Most often, this is a string containing your username for the
database of interest. You can use getUserName()
if you prefer to not
enter this argument and assume the default search and/or rules for finding
your username will work. This is the default behavior if you leave
username
as a missing argument, i.e., username <- getUserName(database = database)
. Sometimes this search will fail because of legacy rules, which
are unknown to the development team, that were used to create your
username. Please email the maintainer of this package if you need more
functionality here.
Most often, this is a string containing your password for
the database of interest. You can use the function ask_password()
if you
would prefer to be prompted for your password. Please do not share this
password with anyone or push code to a repository that has your password
saved in it.
A file path to the directory where the results will be saved. The default is the current working directory. The path can be relative or absolute.
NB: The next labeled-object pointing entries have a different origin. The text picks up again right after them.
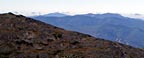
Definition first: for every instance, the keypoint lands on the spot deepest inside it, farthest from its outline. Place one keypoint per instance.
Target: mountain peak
(22, 37)
(56, 14)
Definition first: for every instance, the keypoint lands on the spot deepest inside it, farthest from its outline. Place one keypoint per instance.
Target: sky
(73, 6)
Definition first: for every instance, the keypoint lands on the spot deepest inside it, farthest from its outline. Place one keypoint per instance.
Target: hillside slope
(22, 37)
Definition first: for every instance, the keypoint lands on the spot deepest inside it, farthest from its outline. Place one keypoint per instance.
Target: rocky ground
(22, 37)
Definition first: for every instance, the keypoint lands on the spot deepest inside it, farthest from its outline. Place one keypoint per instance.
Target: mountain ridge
(22, 37)
(94, 24)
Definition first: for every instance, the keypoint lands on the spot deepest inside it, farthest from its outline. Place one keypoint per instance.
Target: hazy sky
(74, 6)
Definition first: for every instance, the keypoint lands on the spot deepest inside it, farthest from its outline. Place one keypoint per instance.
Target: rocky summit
(22, 37)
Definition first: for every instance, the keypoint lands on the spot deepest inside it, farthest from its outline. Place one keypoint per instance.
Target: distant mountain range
(23, 37)
(108, 26)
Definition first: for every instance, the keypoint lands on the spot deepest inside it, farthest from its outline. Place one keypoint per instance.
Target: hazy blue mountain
(56, 14)
(109, 26)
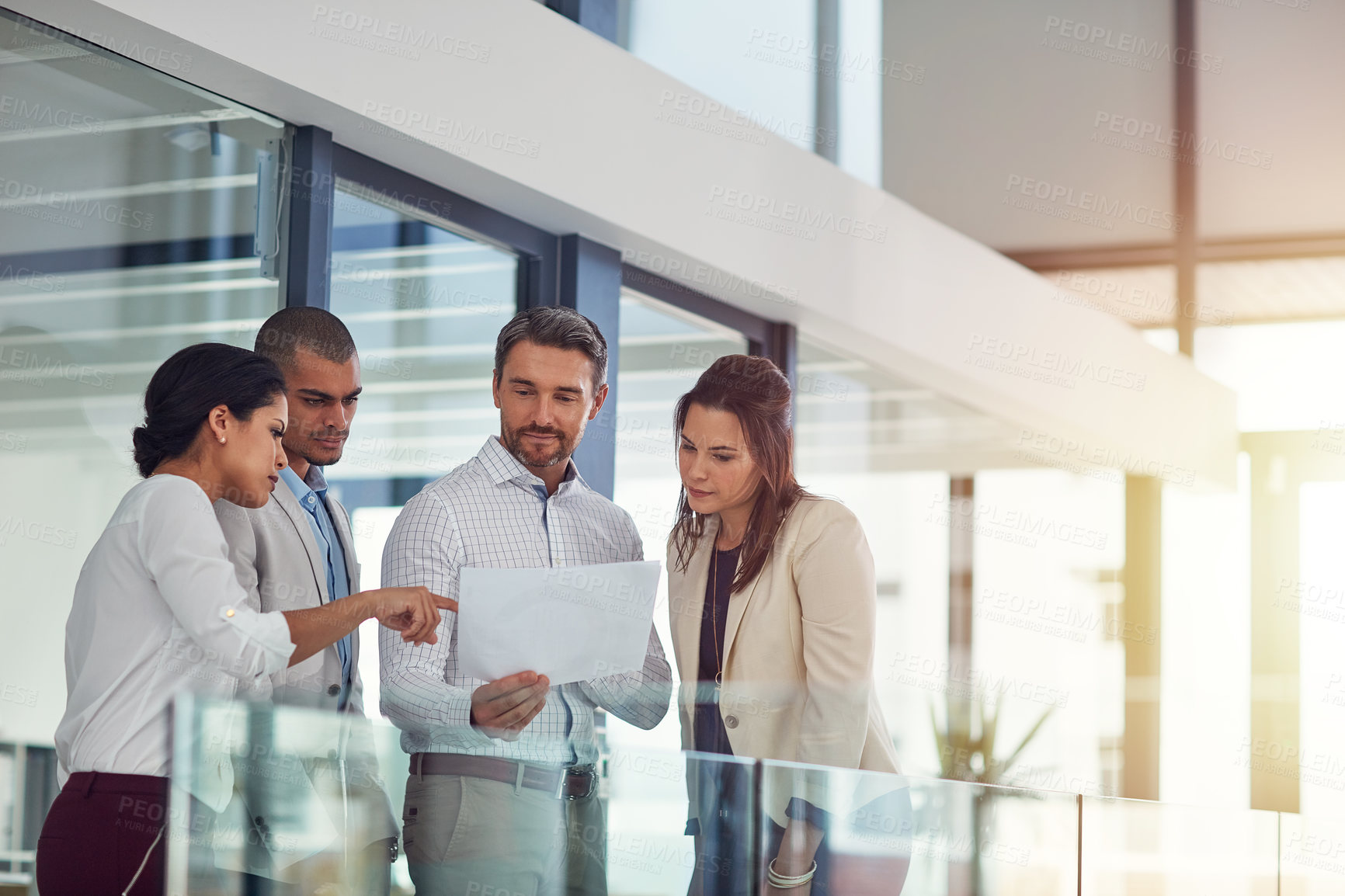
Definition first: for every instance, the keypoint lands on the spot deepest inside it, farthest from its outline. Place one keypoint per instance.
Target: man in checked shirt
(502, 791)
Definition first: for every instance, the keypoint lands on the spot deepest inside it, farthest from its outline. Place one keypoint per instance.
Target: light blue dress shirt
(311, 493)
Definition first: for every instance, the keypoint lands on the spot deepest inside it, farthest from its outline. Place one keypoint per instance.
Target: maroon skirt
(105, 835)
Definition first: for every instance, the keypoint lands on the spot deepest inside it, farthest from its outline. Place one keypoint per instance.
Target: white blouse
(156, 613)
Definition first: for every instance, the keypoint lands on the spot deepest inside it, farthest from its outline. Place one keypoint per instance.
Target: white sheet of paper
(568, 623)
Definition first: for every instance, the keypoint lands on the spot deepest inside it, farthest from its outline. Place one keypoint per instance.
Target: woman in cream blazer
(790, 618)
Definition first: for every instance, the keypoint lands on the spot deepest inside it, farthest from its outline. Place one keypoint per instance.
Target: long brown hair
(757, 393)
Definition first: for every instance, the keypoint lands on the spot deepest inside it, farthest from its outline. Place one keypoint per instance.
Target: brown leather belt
(572, 782)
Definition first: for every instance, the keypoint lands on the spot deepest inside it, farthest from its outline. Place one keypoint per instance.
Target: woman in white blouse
(158, 611)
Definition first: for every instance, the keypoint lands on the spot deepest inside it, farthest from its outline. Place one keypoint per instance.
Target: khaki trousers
(475, 837)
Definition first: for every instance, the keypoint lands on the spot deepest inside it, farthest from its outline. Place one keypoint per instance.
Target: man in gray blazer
(297, 552)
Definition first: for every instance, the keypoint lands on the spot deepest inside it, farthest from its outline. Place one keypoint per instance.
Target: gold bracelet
(784, 881)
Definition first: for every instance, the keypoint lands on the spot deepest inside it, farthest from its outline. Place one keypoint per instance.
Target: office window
(424, 306)
(130, 206)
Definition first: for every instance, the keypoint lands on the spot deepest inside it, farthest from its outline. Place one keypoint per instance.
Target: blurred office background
(1064, 337)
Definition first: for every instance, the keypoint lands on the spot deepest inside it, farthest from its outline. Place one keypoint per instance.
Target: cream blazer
(798, 659)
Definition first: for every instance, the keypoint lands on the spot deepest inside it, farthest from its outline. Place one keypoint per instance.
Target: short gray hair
(554, 327)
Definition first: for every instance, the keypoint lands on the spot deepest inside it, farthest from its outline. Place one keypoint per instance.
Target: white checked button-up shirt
(492, 512)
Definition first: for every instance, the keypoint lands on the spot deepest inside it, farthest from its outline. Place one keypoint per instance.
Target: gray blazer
(277, 563)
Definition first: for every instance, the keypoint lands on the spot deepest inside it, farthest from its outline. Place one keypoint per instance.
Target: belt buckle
(589, 773)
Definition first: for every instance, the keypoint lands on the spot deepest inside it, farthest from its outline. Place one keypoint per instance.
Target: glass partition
(885, 833)
(306, 798)
(1134, 848)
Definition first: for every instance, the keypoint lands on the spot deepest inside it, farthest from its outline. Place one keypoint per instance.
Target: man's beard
(530, 457)
(310, 453)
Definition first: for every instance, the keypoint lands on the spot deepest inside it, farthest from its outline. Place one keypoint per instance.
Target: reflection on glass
(128, 229)
(1134, 848)
(255, 793)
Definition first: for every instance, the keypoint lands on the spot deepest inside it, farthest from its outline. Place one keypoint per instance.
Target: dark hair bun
(189, 387)
(147, 451)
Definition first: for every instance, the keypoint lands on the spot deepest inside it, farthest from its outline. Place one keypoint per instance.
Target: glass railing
(286, 800)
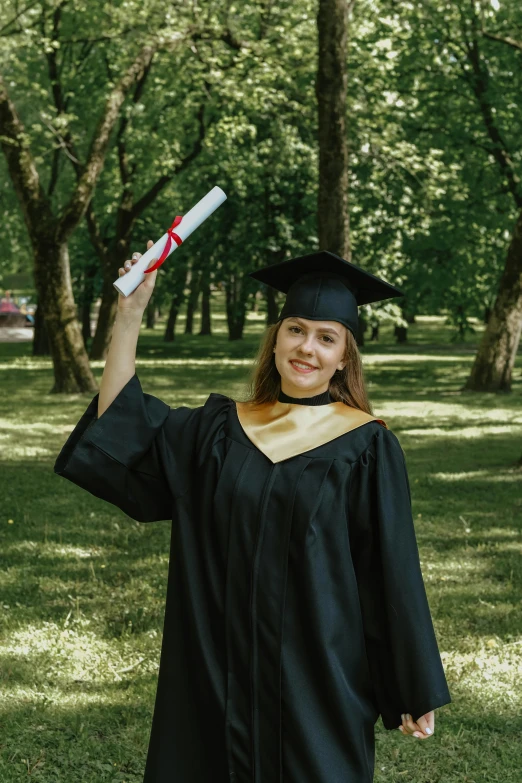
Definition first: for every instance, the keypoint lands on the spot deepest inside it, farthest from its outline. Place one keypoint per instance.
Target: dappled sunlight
(492, 672)
(54, 550)
(51, 657)
(487, 475)
(457, 433)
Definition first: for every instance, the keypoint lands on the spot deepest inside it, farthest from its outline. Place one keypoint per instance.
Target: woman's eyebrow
(324, 329)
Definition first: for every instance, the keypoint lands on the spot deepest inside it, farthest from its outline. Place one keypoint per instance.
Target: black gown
(296, 611)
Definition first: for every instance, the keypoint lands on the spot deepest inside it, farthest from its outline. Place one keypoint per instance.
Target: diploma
(180, 230)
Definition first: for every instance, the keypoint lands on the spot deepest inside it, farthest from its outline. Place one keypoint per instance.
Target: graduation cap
(324, 287)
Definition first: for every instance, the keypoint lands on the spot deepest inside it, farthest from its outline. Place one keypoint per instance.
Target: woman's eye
(290, 328)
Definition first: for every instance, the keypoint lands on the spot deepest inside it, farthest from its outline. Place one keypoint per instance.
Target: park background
(386, 132)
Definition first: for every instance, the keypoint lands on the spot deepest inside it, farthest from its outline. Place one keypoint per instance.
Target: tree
(332, 212)
(50, 232)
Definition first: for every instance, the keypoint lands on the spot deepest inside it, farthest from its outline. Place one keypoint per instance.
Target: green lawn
(82, 586)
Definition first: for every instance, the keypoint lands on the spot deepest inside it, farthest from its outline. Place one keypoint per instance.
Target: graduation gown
(296, 611)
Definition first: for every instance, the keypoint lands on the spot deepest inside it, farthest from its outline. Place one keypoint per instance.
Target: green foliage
(83, 585)
(431, 208)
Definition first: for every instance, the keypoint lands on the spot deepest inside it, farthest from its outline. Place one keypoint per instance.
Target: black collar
(319, 399)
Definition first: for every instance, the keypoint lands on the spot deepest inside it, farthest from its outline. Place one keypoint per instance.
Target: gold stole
(282, 430)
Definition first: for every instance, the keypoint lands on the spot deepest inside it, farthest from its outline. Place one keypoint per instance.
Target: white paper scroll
(128, 282)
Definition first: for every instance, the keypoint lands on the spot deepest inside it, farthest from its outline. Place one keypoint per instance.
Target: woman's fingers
(420, 729)
(135, 257)
(426, 723)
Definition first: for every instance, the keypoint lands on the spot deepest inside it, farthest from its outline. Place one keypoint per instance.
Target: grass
(82, 586)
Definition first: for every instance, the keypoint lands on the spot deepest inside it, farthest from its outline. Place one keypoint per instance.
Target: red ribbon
(168, 244)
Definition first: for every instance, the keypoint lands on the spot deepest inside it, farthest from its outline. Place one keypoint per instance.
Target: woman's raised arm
(120, 365)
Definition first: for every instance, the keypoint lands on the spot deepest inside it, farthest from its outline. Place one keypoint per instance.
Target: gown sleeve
(402, 651)
(137, 455)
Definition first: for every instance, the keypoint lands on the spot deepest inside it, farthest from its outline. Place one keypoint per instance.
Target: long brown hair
(347, 385)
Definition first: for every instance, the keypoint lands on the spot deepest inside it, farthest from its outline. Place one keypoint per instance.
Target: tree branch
(480, 86)
(508, 41)
(148, 198)
(18, 15)
(75, 209)
(20, 163)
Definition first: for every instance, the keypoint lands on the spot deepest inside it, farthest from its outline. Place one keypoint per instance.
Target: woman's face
(319, 345)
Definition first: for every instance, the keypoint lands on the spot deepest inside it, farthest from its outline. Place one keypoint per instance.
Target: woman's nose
(307, 345)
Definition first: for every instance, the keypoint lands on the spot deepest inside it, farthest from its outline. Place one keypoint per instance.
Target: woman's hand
(139, 299)
(422, 728)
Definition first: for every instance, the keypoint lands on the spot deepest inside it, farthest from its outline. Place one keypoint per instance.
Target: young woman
(296, 611)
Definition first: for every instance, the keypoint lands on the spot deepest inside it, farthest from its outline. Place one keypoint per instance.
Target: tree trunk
(272, 308)
(151, 314)
(206, 320)
(72, 372)
(493, 365)
(401, 333)
(192, 301)
(236, 295)
(361, 329)
(331, 81)
(41, 338)
(87, 300)
(170, 329)
(107, 313)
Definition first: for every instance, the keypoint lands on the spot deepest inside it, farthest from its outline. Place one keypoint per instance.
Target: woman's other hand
(422, 728)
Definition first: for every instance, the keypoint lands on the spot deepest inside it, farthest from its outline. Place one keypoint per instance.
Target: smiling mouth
(302, 366)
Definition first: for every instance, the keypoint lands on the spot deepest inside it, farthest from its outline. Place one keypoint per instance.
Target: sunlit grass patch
(82, 586)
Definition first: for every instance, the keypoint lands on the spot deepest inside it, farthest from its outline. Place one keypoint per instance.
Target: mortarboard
(324, 287)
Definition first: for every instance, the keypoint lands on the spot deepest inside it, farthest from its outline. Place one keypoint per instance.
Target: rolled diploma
(128, 282)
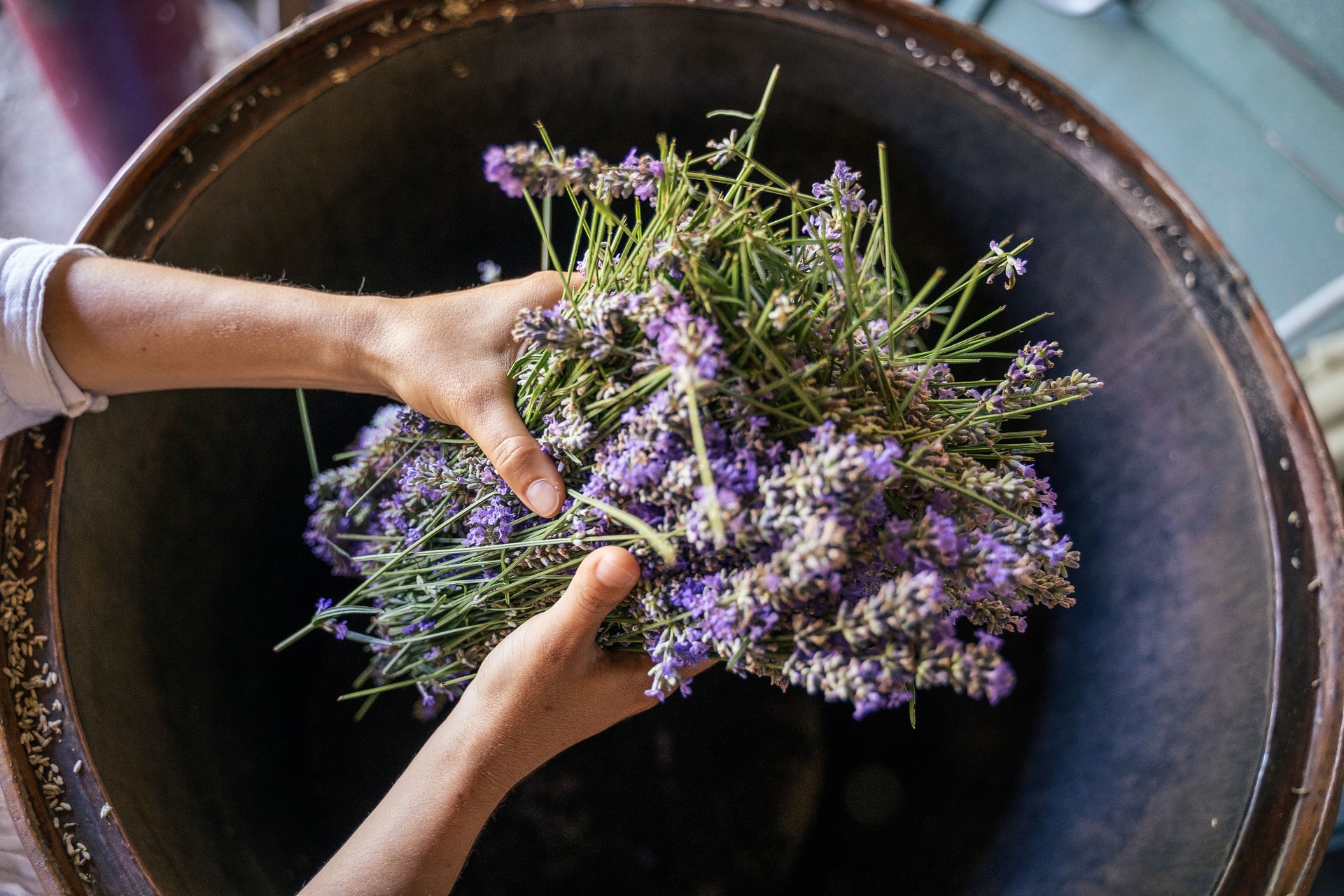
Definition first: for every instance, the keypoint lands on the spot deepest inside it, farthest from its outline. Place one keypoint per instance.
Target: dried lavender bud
(753, 409)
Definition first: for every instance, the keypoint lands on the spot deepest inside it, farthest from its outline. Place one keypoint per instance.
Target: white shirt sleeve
(34, 387)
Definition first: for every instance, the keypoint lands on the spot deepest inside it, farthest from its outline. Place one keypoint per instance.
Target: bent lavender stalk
(749, 394)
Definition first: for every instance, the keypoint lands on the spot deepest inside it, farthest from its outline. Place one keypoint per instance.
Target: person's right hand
(448, 358)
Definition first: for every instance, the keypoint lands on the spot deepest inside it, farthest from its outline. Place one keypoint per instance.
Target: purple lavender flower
(843, 516)
(1012, 266)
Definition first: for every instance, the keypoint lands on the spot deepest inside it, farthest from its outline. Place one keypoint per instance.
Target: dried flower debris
(39, 722)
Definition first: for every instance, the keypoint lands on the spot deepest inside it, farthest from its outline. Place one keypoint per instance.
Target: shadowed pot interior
(1159, 727)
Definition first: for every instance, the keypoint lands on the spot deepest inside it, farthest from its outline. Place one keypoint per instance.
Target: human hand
(549, 685)
(545, 688)
(448, 356)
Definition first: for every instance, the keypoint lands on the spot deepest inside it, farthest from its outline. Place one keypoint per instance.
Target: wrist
(355, 354)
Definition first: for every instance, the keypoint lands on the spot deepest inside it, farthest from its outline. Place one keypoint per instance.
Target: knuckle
(511, 453)
(476, 398)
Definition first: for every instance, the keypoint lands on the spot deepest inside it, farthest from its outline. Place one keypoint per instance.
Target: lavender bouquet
(749, 394)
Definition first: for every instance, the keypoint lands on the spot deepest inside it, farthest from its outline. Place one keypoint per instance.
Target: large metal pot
(1176, 732)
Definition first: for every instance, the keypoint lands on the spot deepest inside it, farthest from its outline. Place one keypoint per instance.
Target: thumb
(598, 586)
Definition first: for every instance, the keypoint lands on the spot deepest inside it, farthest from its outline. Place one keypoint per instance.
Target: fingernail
(615, 574)
(543, 498)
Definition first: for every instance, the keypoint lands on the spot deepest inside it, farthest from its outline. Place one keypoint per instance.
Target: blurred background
(1240, 101)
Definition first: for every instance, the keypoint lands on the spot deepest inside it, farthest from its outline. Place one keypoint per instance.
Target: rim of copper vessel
(1297, 783)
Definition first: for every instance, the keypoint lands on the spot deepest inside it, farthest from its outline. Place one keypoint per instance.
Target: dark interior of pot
(1123, 763)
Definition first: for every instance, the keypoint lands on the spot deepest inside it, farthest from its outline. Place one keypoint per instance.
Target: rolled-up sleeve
(34, 387)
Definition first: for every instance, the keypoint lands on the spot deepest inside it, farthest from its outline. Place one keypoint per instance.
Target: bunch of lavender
(748, 393)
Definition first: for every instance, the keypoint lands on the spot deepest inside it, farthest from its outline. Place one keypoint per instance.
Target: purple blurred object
(118, 67)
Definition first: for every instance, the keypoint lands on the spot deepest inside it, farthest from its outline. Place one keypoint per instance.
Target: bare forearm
(122, 327)
(420, 836)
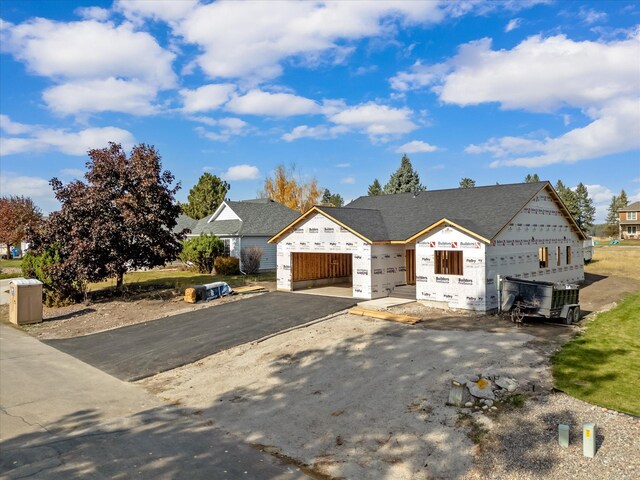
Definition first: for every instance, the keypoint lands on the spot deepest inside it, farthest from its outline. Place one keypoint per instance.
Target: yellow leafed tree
(291, 192)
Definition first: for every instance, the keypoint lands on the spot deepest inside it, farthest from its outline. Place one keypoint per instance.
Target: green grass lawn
(602, 365)
(178, 280)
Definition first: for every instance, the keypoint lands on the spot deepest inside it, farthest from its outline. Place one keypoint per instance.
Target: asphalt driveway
(139, 351)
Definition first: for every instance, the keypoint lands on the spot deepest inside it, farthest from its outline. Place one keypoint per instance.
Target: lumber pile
(394, 317)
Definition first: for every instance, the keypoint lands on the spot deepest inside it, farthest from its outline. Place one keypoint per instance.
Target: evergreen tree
(531, 178)
(585, 207)
(331, 200)
(206, 196)
(569, 199)
(612, 221)
(467, 183)
(405, 179)
(375, 189)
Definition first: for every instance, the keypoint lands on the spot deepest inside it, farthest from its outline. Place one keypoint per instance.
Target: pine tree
(531, 178)
(331, 200)
(206, 196)
(405, 179)
(569, 199)
(612, 221)
(585, 207)
(375, 189)
(467, 183)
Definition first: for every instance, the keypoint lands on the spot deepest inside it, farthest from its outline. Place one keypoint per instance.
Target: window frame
(448, 262)
(543, 257)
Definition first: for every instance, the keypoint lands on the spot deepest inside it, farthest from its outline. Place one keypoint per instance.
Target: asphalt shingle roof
(634, 207)
(259, 217)
(482, 210)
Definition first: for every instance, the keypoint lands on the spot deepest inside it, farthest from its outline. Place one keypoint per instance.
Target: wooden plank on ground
(249, 289)
(394, 317)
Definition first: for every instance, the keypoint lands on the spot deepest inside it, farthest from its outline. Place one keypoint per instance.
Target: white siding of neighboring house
(466, 291)
(226, 214)
(269, 251)
(514, 251)
(318, 234)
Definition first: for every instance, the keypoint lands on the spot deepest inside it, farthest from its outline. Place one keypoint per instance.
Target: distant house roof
(634, 207)
(483, 211)
(259, 217)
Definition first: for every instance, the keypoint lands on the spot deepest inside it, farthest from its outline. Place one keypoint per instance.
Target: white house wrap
(451, 244)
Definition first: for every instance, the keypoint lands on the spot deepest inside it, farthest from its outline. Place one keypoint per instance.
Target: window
(448, 262)
(543, 257)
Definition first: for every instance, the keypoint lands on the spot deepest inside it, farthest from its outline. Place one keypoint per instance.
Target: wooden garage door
(314, 266)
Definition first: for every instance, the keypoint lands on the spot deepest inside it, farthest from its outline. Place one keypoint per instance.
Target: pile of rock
(484, 389)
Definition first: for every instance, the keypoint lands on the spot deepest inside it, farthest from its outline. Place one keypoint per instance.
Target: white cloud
(513, 24)
(41, 139)
(614, 130)
(348, 180)
(72, 172)
(228, 127)
(259, 102)
(93, 13)
(319, 132)
(378, 121)
(35, 187)
(207, 97)
(251, 39)
(165, 10)
(13, 128)
(545, 75)
(241, 172)
(111, 94)
(591, 16)
(113, 67)
(416, 146)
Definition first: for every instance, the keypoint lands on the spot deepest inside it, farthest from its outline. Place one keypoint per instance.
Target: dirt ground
(98, 316)
(353, 397)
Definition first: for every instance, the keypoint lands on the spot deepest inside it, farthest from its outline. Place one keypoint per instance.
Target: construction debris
(485, 389)
(394, 317)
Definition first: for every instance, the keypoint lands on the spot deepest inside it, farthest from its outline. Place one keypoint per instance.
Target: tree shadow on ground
(160, 443)
(370, 406)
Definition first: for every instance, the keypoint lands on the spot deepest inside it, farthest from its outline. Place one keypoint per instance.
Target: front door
(411, 266)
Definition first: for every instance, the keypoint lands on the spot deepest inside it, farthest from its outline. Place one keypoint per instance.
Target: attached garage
(453, 245)
(320, 269)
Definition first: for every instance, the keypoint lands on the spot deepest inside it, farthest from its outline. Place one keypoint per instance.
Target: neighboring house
(630, 221)
(450, 244)
(244, 224)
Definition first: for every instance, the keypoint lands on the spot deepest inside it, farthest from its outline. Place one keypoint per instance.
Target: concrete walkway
(138, 351)
(61, 418)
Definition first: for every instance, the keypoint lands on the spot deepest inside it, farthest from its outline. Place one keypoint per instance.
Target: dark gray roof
(259, 217)
(367, 222)
(482, 210)
(634, 207)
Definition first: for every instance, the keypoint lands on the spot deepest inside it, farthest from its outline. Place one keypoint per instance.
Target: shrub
(202, 252)
(227, 265)
(61, 285)
(251, 257)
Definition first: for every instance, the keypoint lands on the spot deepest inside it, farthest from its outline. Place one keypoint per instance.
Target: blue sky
(482, 89)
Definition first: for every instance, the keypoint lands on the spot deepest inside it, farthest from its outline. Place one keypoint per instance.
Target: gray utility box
(25, 301)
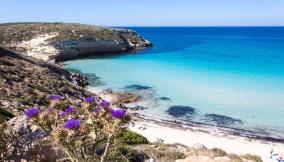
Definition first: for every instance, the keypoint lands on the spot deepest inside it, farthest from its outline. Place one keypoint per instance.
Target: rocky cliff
(27, 82)
(61, 41)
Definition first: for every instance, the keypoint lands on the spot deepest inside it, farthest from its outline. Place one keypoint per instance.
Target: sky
(146, 12)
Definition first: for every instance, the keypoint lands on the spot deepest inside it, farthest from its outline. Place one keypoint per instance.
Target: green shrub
(5, 115)
(132, 138)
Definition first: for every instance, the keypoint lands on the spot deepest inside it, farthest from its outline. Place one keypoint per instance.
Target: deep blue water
(231, 76)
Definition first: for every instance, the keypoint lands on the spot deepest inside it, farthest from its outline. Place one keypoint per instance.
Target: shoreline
(173, 133)
(231, 140)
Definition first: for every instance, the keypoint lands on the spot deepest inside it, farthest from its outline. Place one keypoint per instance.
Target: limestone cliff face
(59, 41)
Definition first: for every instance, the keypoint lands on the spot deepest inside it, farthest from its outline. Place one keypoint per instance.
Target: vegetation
(25, 83)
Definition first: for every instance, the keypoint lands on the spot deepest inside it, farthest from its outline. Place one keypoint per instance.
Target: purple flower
(32, 112)
(104, 103)
(89, 99)
(62, 114)
(97, 111)
(50, 111)
(118, 113)
(72, 124)
(69, 110)
(55, 97)
(100, 151)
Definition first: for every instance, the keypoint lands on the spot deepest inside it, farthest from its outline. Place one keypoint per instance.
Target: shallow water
(224, 76)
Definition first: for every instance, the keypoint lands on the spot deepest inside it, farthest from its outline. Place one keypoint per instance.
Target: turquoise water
(236, 74)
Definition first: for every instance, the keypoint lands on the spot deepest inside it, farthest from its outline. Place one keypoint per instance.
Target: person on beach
(276, 156)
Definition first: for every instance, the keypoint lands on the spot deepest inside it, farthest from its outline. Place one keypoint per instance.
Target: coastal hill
(62, 41)
(27, 82)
A logical specifying if output should be written to the
screen or not. Good for testing and exploring your data but can be turned
off when output indicates information that you already know. The printing
of output to the screen does not affect any of the returned objects. The
default is to always print to the screen, i.e., verbose = TRUE
.
An RData
file is saved to the disk and the pulled data are returned as an
invisible()
data frame. The saved data can be read back in using load()
,
but note that upon loading, the object will be named bds.pacfin
, which is
its name inside of the .RData
file, and thus, the object will retain this
name within your work space unless you rename it. The data are in their raw,
form i.e., just as they were extracted from PacFIN, form and will need to be
cleaned prior to their use in downstream functions using cleanPacFIN()
.
Upon downloading, the data are changed from a long table to a wide table
using the combination of unique FISH_ID
and AGE_SEQUENCE_NUMBER
. This
change from long to wide allows for rows equating to a single fish with
columns containing information about all measurements for that fish. Multiple
age reads and information about those reads such as age reader will be in the
columns. The age read number, e.g., 1, 2, 3, 4, ..., is pasted onto the
column name separated by an underscore. So, the maximum number you see is the
maximum number of times an otolith was read in your data set. Not all double
reads are currently available within PacFIN and users should contact the
ageing labs if they wish to inform ageing-error matrices.
AGE_COUNT
is a somewhat cryptic column name and does not always make sense
when compared to AGE_SEQUENCE_NUMBER
. It was determined that the former is
useful to identify how many potential agers were exposed to this fish.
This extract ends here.